Netflix told Gadgets 360 that it'll absorb the tax so that pricing is not affected. "Netflix will be absorbing the new service tax in India, hence no change to the subscription fees," the company stated over email. Since then, we've spoken to some more people in the organisation, who confirmed that the pricing will not go up in the near future, but did not have details on the mechanics of how this tax is going to be collected.
These limited responses are the only ones that have gotten clear answers. Gadgets 360 has spent the last 10 days reaching out to a number of companies, and most requested anonymity, before saying something to the effect of, "Never heard of this, not sure what we can do."
And it raises the question of how the government will be able to enforce this tax, specifically for companies that don’t have a registered counterpart in India. Speaking to a British software developer whose products are sold in India and thus asked not to be named, we asked if he was aware of the new tax norms. "I've not heard a word about this. I have no idea if it will apply to me," he says. "Obviously I want to comply with the local laws and India is a big market, but I've never even heard about this, so I'll have to look into it and find out what my responsibility is here." That was a week later - today, he says there's no clarity on how to do business under the new rules.
A source at Sony - which sells its games digitally through the PlayStation Network - was not able to confirm if Sony was aware of the new service tax rules, and added, "There is no confirmation from Central [the Sony corporate headquarters] about a price hike for either PSN Games [games sold digitally] or PS Plus [Sony's digital subscription service]."
Other game companies - which requested that their names not be mentioned - had similar responses, although one company did say that it's not clear how non-Indian companies can register to pay the tax.
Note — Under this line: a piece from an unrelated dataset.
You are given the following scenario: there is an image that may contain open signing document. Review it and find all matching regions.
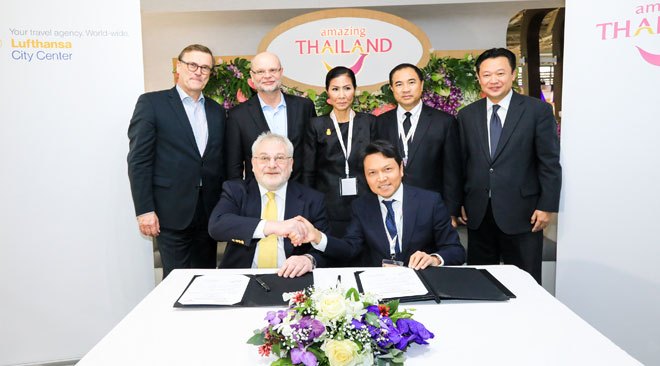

"This move provides a level playing field between Indian and foreign companies," says Amit Jindal, a Delhi-based tax consultant. "All downloads - books, movies, music, whatever, come under the ambit of this tax, and so do Web subscriptions, cloud hosting, etc."
"The overseas provider can appoint an intermediary in India who can be registered to pay the tax," Jindal adds, though he admitted this might be difficult to enforce as the companies in question were not in India. This was explained further by lawyer Naureen Khan, who says that there are a lot of questions to be asked here.
"Earlier, the place of consumption of a service was considered the location of the service provider,” Khan says, "and so tax was being paid at that location. The new rule changes this to make it the location of the receiver." According to Khan, the onus lies on the service provider to collect and deposit taxes, and she adds that there are forms which companies around the world should get from the government to file these taxes on a monthly basis.
"The problem is that this is a big change in how traditionally place of provision of a service is understood, and it's not clear how this can be enforced," says Khan. "Tracking down foreign businesses who do not comply will be a very big challenge, and it's not clear what can be done in such a scenario."